Fig. 1.

Identification and characterization of omecamtiv mecarbil. (A) The chemical structure of the original hit, CK-0156636, and the chemical structure of omecamtiv mecarbil whose optimization and synthesis have been previously reported (7). (B) Target identification of omecamtiv mecarbil using heterologous reconstituted combinations of the troponin-tropomyosin regulated actin-myosin system. Means ± SD are shown for three to five replicates at each condition. ATPase measurements were made at 25°C in 12 mM Pipes, 2 mM MgCl₂, 1 mM dithiothreitol at pH 6.8 and pCa 6.75 by using a coupled enzyme system consisting of pyruvate kinase and lactate dehydrogenase and monitoring the oxidation of NADH at 340 nM (14). C, FS, and SM denote cardiac, fast skeletal, and smooth muscle myosin isoforms. Similarly, C and FS denote reconstituted cardiac and fast skeletal thin filaments, respectively. (C) The mechanochemical cycle of myosin. Yellow indicates myosin weakly bound to actin and red indicates myosin strongly bound to actin (adapted from an illustration, courtesy of J. Spudich, Stanford University). The effect of omecamtiv mecarbil on the phosphate release rate is shown for actin (A) plus myosin (M) in panel (D) and of myosin alone in panel (E).

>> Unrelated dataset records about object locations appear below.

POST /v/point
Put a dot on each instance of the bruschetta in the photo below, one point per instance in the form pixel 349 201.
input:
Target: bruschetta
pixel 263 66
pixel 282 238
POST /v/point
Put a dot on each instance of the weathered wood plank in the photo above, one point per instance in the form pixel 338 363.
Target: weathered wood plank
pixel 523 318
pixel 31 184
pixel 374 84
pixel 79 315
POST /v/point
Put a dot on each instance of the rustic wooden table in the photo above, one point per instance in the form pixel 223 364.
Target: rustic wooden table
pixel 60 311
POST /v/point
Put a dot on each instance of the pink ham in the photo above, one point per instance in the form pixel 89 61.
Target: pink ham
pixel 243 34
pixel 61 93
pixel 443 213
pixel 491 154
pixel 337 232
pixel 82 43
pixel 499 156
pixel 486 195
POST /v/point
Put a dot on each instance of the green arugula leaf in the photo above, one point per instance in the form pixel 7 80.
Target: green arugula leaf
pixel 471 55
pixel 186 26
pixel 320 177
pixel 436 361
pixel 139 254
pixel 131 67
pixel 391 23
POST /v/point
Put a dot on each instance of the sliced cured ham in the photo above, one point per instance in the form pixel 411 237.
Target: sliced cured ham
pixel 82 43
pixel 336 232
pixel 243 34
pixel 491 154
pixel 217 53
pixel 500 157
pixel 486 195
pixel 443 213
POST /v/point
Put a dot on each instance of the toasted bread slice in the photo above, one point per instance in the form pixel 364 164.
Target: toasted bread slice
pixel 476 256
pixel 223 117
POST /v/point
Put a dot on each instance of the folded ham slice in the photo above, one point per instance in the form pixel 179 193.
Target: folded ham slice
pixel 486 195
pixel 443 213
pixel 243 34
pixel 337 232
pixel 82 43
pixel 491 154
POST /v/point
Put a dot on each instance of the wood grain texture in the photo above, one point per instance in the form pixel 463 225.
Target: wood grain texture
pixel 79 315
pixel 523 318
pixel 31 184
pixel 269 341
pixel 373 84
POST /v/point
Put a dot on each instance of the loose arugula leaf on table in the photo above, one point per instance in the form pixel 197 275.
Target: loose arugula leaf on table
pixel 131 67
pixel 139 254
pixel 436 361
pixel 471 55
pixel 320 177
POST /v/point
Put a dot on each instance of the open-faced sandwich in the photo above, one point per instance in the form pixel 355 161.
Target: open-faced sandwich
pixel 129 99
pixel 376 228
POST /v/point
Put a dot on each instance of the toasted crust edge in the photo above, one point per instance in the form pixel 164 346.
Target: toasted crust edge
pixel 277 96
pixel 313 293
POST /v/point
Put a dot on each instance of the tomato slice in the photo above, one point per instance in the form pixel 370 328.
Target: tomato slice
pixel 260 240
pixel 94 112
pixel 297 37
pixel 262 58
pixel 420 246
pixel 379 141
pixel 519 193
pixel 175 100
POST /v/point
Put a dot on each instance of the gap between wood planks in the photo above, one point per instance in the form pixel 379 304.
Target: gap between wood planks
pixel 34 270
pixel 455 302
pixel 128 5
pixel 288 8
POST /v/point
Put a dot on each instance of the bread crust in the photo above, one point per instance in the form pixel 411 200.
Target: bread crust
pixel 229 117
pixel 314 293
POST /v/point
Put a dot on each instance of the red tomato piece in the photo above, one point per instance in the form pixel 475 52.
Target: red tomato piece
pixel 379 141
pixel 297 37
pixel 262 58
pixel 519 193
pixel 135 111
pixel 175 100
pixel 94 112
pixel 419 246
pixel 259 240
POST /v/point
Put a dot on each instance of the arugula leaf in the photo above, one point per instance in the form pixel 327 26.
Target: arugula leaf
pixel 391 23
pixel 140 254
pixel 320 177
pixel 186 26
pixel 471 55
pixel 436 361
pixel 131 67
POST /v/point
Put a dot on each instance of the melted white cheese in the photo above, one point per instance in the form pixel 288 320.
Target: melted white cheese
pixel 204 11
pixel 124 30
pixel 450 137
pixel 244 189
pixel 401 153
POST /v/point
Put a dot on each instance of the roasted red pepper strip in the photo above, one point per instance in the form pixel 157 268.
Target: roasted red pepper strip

Transient-state kinetic measurements of phosphate release from cardiac myosin S1 (n = 3 for each data point, means ± SD) were carried out by rapidly mixing a solution of myosin and ATP with 7-diethylamino-3-({[(2-maleimidyl)ethyl]amino}carbonyl) coumarin–modified phosphate-binding protein (MDCC-PBP) plus or minus actin with a stopped-flow apparatus under single-turnover conditions at 25°C. Phosphate released from myosin binds rapidly to MDCC-PBP, which leads to an increase in its fluorescence (13). The rate of phosphate release is measured at various concentrations of omecamtiv mecarbil to construct a dose response.